Le référendum d’initiative syndicale

Depuis l'entrée en vigueur des ordonnances Macron, la mise en œuvre de la négociation en présence de délégués syndicaux suppose le respect du principe majoritaire, c'est-à-dire un accord soumis aux conditions de validité décrites à l'article L. 2232-12 du Code du travail.

L'accord doit être signé d'une part par l'employeur ou son représentant et, d'autre part, par une ou plusieurs organisations syndicales de salariés représentatives ayant recueilli plus de 50 % des suffrages exprimés en faveur d'organisations représentatives au premier tour des dernières élections des titulaires au comité social et économique (CSE), quel que soit le nombre de votants.

Dans le cas ou une négociation employeur/syndicat(s) majoritaire(s) n’aboutit pas, il est toutefois possible de signer un accord avec des organisations syndicales représentatives ayant recueilli plus de 30 % des suffrages exprimés, mais sans atteindre le seuil de 50 %.

Ces organisations disposent d'un délai d'un mois à compter de la signature de l'accord pour indiquer qu'elles souhaitent une consultation des salariés visant à valider l'accord.

L'accord sera valide s'il est approuvé par les salariés à la majorité des suffrages exprimés.

Un référendum pour valider les NAO

Dans une entreprise de Saint-Nazaire, les négociations annuelles obligatoires (NAO) sont bloquées. L’employeur et le syndicat majoritaire (63 % des voix aux dernières élections professionnelles) n’arrivent pas à un accord, sur les augmentations de salaire.

Un syndicat minoritaire (37 % des voix aux dernières élections professionnelles) demande à la Direction d’organiser un référendum, pour faire valider les propositions d’augmentation de l’employeur. Les salariés valident à 55 % les propositions.

La destruction du pouvoir des syndicats et la mise au grand jour de la mésentente des élus du personnel

Cette situation, jusqu’à ce jour inédite, a deux conséquences catastrophiques :

  • L’étalage public de la mésentente des élus du personnel. Les élus doivent toujours régler leurs déférents en coulisse et présenter un front uni face à l’employeur. On imagine sans peine qu’à cette heure, le seul gagnant de cette confrontation est l’employeur…
  • Les syndicats ont toujours eu la main sur les NAO. La mise en œuvre d’un référendum détruit ce pouvoir de négociation. Le syndicat (actuellement) minoritaire risque lui-même, à l’avenir, d’être la victime de son propre stratagème !

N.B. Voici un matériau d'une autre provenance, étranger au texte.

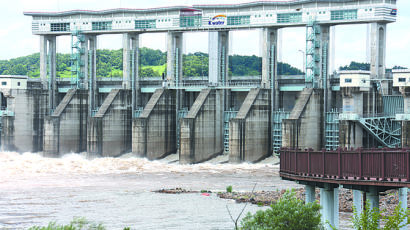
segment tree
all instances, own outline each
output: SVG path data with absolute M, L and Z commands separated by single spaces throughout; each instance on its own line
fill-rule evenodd
M 11 68 L 11 73 L 15 75 L 26 75 L 27 67 L 25 67 L 23 64 L 18 64 Z
M 350 62 L 349 65 L 342 66 L 339 68 L 340 70 L 370 70 L 370 64 L 369 63 L 360 63 L 360 62 L 355 62 L 352 61 Z
M 305 204 L 294 191 L 287 191 L 269 209 L 248 213 L 241 225 L 244 230 L 315 230 L 321 228 L 319 211 L 317 202 Z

Enfin, la situation dans cette entreprise soulève un problème général de démocratie. 63% des salariés avaient donné leur confiance au syndicat majoritaire… pour le mettre ensuite en minorité. Imagine-t-on une situation identique, après l’élection du Président de la République ?

Le dernier référendum « politique » sur la constitution européenne remonte à 2005. Nos dirigeants sont très réticents à organiser ce type de consultation, ou en général, les électeurs ne répondent pas à la question posée ! Il en est de même dans les entreprises, avec en plus, les pressions possibles de l’employeur pour influencer le vote.

Remise du pouvoir de décision à des salariés qui n’ont ni les outils ni les compétences

Dans le cadre des NAO, les élus du personnel ont accès à la BDESE (base de données économiques, sociales et environnementales). Celle-ci contient de nombreuses informations économiques, comptables, sociales et juridiques de l’entreprise. Ils peuvent donc porter un jugement sur la situation financière de l’entreprise et en déduire les marges de manœuvre salariales. Ils disposent du savoir (formation économique) et des outils permettant d’engager un dialogue social équilibré.

Être élus du personnel, c’est un métier !

Qu’en est-il des salariés ?

Ils n’ont souvent qu’une vague connaissance économique, sociale et financière de l’entreprise et aucune formation pour se positionner, en prenant de la hauteur. Ils vont donc, en général, dans le cadre d’un référendum, se positionner par rapport à leur seule situation sociale personnelle.

Avec comme conséquence le passage d’une société solidaire à une société individualiste

Et nous arrivons à la principale faillite de cette affaire, l’individualisme. L’intérêt commun n’existant plus. Chacun pour soi !

En matière de négociation d’entreprise, l’union fait la force. Dans cette entreprise, tous les salariés sont ou seront perdants.

À n’en pas douter, l’employeur se réjouit vraisemblablement de cette « farce » dont il n’est pas l’initiateur.